I dont know, jaccard all by itself means very little. compared to what? parents? ancestors? graph neighbourhood? I would want to be able to document exactly the implementation, similar to mapping_tool and mapping_tool_version. Plus, once we get into the realms of embeddings similarity there are so many different implementations. I would still prefer a generic field. There are dozens of algorithms listed just on Wikipedia, and if we want to promote this as an exchange format for semantic similarity information rather than SSSOM, it should be more easily extensible then having to change the schema by downstream users that just want to document a different algorithm (using, say the semantic similarity ontology you started to build).

cmungall commented 2 years ago

I dont know, jaccard all by itself means very little. compared to what? parents? ancestors? graph neighbourhood?

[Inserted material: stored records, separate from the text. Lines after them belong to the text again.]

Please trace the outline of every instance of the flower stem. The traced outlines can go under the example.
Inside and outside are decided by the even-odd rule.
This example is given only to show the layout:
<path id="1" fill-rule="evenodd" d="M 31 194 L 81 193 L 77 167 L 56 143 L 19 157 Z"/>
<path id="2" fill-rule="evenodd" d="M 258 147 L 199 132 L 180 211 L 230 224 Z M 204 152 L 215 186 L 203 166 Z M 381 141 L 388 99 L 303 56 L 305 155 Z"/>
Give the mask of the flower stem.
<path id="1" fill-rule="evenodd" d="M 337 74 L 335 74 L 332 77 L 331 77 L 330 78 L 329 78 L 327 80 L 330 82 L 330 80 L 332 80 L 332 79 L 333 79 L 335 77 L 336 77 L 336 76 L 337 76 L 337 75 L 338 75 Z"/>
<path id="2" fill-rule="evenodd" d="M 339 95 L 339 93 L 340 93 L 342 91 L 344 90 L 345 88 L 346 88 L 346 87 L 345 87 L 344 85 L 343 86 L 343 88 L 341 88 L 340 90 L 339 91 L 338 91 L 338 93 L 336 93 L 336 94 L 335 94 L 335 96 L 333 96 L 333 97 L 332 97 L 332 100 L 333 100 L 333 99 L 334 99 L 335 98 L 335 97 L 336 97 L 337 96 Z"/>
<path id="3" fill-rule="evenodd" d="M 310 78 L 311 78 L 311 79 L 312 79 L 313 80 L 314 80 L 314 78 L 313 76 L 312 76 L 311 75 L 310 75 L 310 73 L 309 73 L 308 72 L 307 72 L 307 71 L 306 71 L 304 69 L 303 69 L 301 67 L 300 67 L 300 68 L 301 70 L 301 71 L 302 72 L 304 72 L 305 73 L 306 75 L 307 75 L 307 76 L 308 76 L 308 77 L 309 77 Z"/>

This sounds like a documentation deficit. It's the ancestors, parameterized by a predicates list, and this metadata can go in the header

But anyway, it sounds like this is a classic wide table vs EAV model distinction. I think we can do both. Stay tuned...

matentzn commented 1 year ago

Another argument for EAV is that we want to build a data science pipeline to compare semantic similarity profiles. I want to define the notion of a semantic similarity profile as a table <s,o,v,a> (subject, object, similarity score, algorithm) akin to a mapping, and then define generic operations to compare two profiles (for example, one based on embedding-cosine similarity and one on jaccard), like a "diff". We want to be able to characterise reasonably precisely the differences between the two (average difference, lost and gained links over some threshold If we have the approaches as columns (slots), the comparison code cannot easily be generic (excluding the possibility of some preprocessing step with SchemaView, which immediately creates a linkML dependency for no great reason).